In this quick tutorial, we're going to look at how to keep the first value of column after explode in Pandas?
Suppose we have a DataFrame which has a column with nested data - list or JSON. Let's work with the following DataFrame:
import pandas as pd
data = {'ID': [1, 2, 3],
'Items': [['A', 'B'], ['C', 'D'], ['E', 'F', 'G']]}
df = pd.DataFrame(data)
Data looks like:
ID | Items | |
---|---|---|
0 | 1 | [A, B] |
1 | 2 | [C, D] |
2 | 3 | [E, F, G] |
Explode the column items will return mulitple items per row:
result:
ID | Items | |
---|---|---|
0 | 1 | A |
0 | 1 | B |
1 | 2 | C |
1 | 2 | D |
2 | 3 | E |
2 | 3 | F |
2 | 3 | G |
Notice that index contains duplicates for each item present in the original column
Explode List Column Keep First Item
To explode column Items and keep only the first item per each row we can drop duplicates:
d = df.explode('Items')
d[~d.index.duplicated()]
result:
ID | Items | |
---|---|---|
0 | 1 | A |
1 | 2 | C |
2 | 3 | E |
Alternative simpple solution for List columns is the following:
df['Items'].apply(lambda x: x[0] if isinstance(x, list) else x)
The result is the same
Explode JSON column - keep first item
For JSON columns we can use the following code. Let say that we work with column 'tags'
which contains JSON data like: [{'id': '62b5ac97cdb6600403c69f0f', 'name': 'Cheat Sheet', 'slug': '108-cheat-sheet', 'created_at': '2022-06-24T12:22:47.000Z'...}]

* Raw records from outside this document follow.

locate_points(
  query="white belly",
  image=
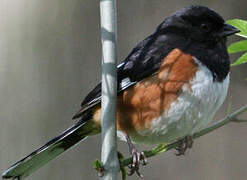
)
(192, 111)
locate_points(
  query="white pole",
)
(109, 88)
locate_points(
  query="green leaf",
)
(241, 60)
(241, 25)
(238, 47)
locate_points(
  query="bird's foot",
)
(183, 145)
(138, 158)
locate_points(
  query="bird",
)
(169, 87)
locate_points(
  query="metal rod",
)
(109, 89)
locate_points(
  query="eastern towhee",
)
(169, 87)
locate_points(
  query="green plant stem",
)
(165, 147)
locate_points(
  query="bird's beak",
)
(229, 30)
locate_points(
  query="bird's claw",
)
(138, 158)
(183, 145)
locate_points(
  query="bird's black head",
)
(201, 32)
(198, 23)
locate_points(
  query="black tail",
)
(50, 150)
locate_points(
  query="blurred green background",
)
(50, 57)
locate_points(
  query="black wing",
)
(143, 61)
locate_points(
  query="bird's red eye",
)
(205, 27)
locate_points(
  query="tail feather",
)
(50, 150)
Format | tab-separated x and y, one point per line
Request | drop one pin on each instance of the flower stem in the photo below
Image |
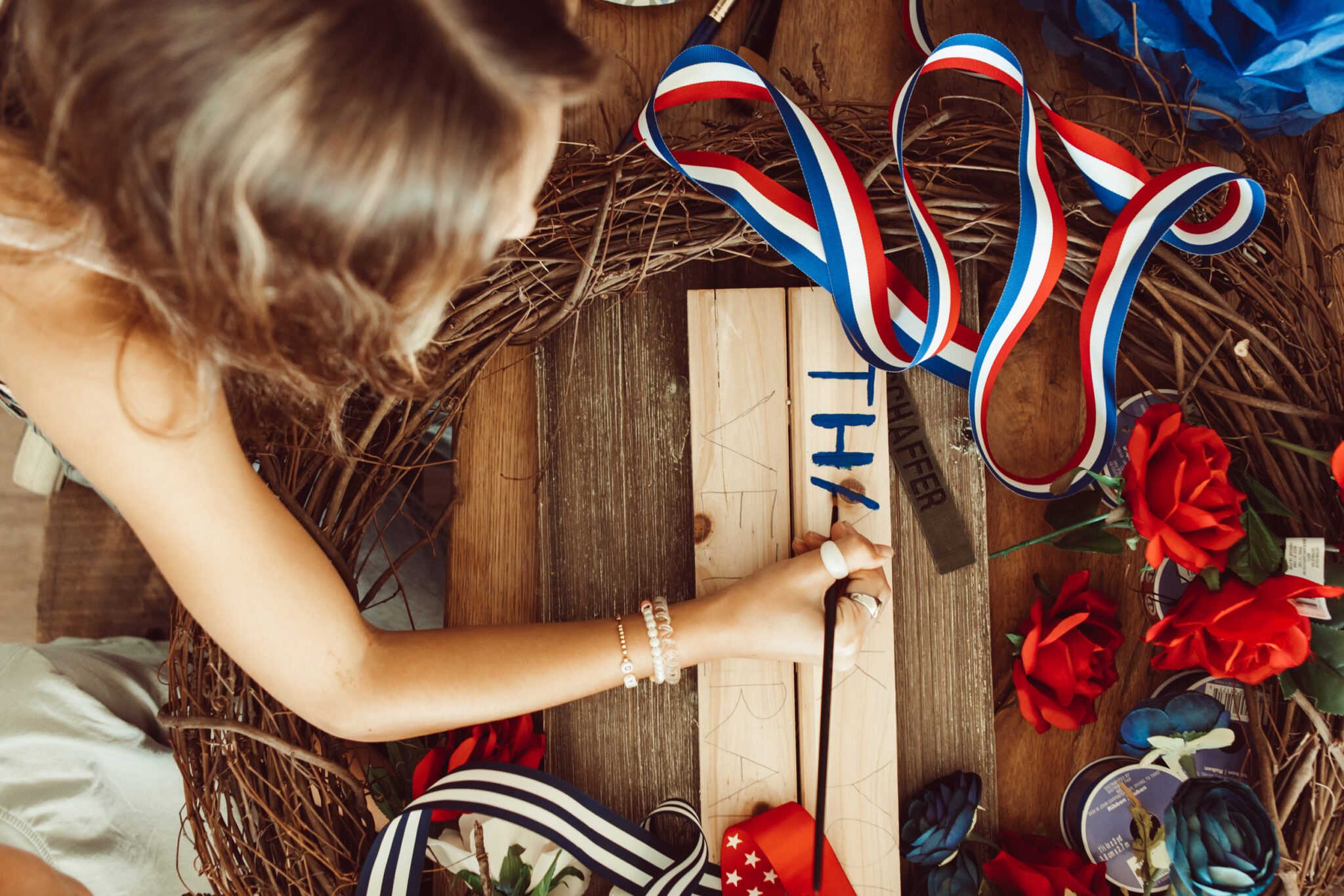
1050	537
1292	446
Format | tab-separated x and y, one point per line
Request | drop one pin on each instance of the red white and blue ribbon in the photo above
833	237
624	853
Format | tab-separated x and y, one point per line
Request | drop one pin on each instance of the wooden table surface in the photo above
613	499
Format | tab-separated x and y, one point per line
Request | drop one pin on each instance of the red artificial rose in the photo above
1068	656
1337	468
1177	489
1244	632
507	741
1038	866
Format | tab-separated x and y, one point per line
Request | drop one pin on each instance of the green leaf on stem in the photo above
1211	578
1324	457
1076	508
472	880
1322	678
1113	483
1260	554
1093	539
514	874
1263	499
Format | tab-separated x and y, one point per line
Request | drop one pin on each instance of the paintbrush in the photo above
828	661
757	42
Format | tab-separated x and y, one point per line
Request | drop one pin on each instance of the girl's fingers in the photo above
872	582
852	626
809	542
859	552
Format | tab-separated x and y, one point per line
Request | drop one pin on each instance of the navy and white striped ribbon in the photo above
833	238
624	853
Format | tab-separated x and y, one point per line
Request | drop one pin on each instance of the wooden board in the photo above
492	533
97	579
945	688
835	414
23	516
614	418
740	461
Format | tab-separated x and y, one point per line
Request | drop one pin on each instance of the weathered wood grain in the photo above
23	518
614	424
1037	384
740	461
944	666
862	804
492	534
97	579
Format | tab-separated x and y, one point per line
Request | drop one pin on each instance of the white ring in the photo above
869	603
833	561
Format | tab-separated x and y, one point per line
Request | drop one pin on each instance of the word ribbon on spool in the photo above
833	238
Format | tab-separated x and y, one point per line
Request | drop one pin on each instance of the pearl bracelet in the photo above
671	661
627	666
655	645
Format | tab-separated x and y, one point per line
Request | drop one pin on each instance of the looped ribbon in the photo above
627	855
624	853
833	238
1173	750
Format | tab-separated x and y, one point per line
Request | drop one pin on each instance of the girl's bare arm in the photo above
256	580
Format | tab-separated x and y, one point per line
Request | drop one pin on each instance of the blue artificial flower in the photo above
1169	715
1221	840
959	878
940	819
1276	68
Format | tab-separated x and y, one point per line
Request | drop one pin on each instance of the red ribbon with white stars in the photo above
770	855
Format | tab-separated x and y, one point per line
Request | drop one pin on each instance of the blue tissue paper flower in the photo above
1276	66
959	878
940	819
1169	715
1221	840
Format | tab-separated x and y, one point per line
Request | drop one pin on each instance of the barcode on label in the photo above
1233	699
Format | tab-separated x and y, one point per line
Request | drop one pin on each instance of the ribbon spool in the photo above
833	238
1231	761
1096	821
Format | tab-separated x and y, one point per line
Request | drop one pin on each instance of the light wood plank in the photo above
740	468
862	802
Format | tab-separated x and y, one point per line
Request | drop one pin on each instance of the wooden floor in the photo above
613	424
22	520
610	393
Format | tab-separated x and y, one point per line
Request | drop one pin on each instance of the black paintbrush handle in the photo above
828	656
828	665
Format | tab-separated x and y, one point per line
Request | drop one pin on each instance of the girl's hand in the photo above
778	613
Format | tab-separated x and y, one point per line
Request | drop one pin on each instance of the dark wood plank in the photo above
492	533
614	422
23	516
97	579
1035	422
944	666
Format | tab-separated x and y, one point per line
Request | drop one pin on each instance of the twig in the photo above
289	751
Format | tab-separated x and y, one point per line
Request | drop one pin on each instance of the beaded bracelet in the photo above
627	666
655	647
671	661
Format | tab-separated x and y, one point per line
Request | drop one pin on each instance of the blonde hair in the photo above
293	187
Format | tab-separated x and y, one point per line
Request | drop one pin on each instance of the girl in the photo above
240	202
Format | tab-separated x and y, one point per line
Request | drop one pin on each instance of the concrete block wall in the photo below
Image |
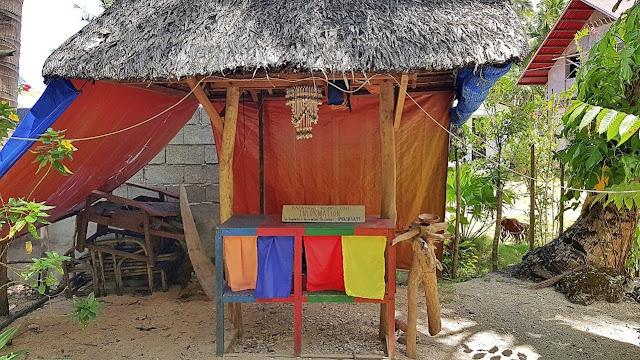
190	159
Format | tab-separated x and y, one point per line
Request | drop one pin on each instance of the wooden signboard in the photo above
321	213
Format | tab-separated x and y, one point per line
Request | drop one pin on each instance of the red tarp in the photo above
340	165
103	163
324	263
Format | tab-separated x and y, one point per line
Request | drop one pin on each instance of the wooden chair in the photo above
127	257
129	234
73	271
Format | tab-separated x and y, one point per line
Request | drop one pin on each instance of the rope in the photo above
366	82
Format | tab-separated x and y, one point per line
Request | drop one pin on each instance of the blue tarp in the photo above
275	266
56	98
472	88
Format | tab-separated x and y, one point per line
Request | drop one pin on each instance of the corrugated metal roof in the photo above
572	19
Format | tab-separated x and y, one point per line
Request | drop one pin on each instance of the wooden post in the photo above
226	180
388	172
226	154
412	305
532	199
214	117
456	240
402	93
561	212
261	147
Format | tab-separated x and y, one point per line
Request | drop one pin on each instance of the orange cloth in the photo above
340	165
241	262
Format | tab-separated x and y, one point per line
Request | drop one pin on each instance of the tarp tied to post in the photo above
118	131
114	132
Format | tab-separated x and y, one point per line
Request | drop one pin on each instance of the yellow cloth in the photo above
241	261
364	267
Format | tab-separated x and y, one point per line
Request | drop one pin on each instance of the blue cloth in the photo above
56	98
275	266
336	94
472	88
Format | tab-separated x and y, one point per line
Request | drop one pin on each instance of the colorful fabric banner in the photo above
241	262
324	263
364	268
275	266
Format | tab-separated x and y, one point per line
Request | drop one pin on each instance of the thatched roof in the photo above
168	39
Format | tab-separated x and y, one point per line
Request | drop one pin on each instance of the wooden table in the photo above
268	225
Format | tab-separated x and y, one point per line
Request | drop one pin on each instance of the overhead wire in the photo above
366	82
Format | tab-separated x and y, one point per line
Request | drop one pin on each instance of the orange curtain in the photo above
341	163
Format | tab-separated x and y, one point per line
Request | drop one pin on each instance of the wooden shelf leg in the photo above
219	303
297	292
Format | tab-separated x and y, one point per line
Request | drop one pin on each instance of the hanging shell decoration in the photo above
304	102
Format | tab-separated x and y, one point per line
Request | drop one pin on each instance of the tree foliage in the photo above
602	124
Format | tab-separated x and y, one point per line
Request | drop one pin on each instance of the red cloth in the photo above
324	263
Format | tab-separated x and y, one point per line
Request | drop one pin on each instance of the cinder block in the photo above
179	138
133	192
185	154
213	193
210	154
163	174
198	134
121	191
196	118
204	174
196	193
159	159
138	177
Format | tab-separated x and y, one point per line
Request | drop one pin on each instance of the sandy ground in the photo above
486	318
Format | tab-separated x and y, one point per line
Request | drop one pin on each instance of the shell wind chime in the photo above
423	235
304	102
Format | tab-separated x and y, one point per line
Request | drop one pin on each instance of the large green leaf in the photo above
589	116
629	125
576	113
615	125
606	121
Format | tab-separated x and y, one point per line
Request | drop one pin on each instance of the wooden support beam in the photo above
402	93
388	172
388	152
214	117
7	52
226	179
414	80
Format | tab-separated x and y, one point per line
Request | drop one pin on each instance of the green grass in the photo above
508	254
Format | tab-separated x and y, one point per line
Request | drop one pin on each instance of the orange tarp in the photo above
241	262
106	162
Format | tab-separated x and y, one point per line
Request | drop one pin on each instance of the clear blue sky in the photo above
45	25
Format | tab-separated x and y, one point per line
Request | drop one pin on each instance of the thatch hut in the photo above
142	67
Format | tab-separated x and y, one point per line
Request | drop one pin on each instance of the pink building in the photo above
556	61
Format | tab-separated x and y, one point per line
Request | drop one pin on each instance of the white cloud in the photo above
45	25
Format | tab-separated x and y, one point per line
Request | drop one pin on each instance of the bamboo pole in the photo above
456	240
561	212
532	200
226	180
412	304
388	172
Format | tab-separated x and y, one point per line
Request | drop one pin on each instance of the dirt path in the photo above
487	318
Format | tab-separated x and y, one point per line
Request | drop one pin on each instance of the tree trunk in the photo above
600	238
10	15
497	233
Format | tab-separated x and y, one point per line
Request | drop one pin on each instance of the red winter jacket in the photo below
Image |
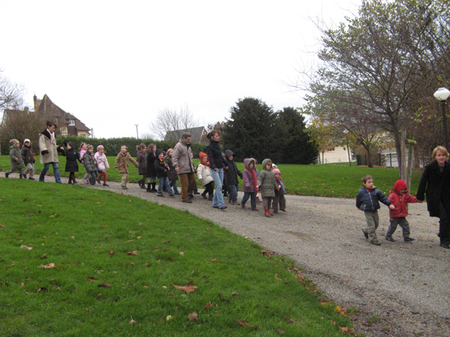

This column can be exploded and set to the original DataFrame by:
dd = df.explode('tags')['tags']
dd = pd.json_normalize(dd[~dd.index.duplicated()])
df[['tag', 'tag_published_at']] = dd[['slug', 'created_at']]
This will extract the complex structure and get only specfic columns and values.
If you need to explode given column and set default value you can use mask:
import pandas as pd
data = {'ID': [1, 2, 3],
'Items': [['A', 'B'], ['C', 'D'], ['E', 'F', 'G']],
'val': [5, 10, 7]}
df = pd.DataFrame(data)
data:
ID | Items | val | |
---|---|---|---|
0 | 1 | [A, B] | 5 |
1 | 2 | [C, D] | 10 |
2 | 3 | [E, F, G] | 7 |
Explode and Mask
Expanding with setting value for another column we can do:
d = df.explode('Items')
d['val'] = d['val'].mask(d['ID'].duplicated(), 0)
d
results in:
ID | Items | val | |
---|---|---|---|
0 | 1 | A | 5 |
0 | 1 | B | 0 |
1 | 2 | C | 10 |
1 | 2 | D | 0 |
2 | 3 | E | 7 |
2 | 3 | F | 0 |
2 | 3 | G | 0 |
Now we can keep first or different item by:
d[d['val'] != 0]
Conclusion
By using a lambda function or Pandas functions, you can preserve the first value of the specified column even after exploding it.
This ensure that your data maintains its original structure while benefitting from the exploded format.